That's a rap for Warhill High School

Susan Foster wasn’t a graduation speaker at Warhill High School’s ceremony Saturday afternoon — she was a graduation rapper.

The senior took the stage shortly after 5:30 p.m., turned to her left and started directing a few band members to play a tune.

“Out in this world we can make a real change / our ideas and methods will make it look rearranged,” Foster rapped. “With knowledge and courage in these people right here / I’m happy to say we can leave without fear.”

Deafening applause rang out with her last line. A few of the 293 other seniors seated in Kaplan Arena at the College of William and Mary gave her a standing ovation.

Warhill’s second student speaker, Ali Hassan, acknowledged it was a hard act to follow.

In his speech, Hassan reflected on how easy high school was compared to the where the students are headed — some to two- and four-year universities, others to the military or workforce.

“It’s the courage to go on that we will most need,” Hassan said. “It’s only going to get worse from here.”

Before Principal Jeffery Carroll shared his remarks and began doling out diplomas, he introduced a new tradition: naming the most influential teacher as chosen by seniors.
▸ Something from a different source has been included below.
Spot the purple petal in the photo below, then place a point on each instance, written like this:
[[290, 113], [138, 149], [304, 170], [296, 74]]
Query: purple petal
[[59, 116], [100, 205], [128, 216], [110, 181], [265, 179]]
This year the Warhill seniors voted for social studies teacher Heather Scully.

Carroll also recognized Valedictorian Cori Clifton and Salutatorian Zachary Cooper in addition to Warhill’s honors diploma recipients.

He told the graduates to reflect on their high school years and relish the happy memories, but said it is “time to explore.”

“No matter where your explorations lead, you will always have the heart of a lion,” Carroll said. “Warhill High School will miss you.”

Warhill seniors earned $6.7 million in scholarships and grants, Carroll said.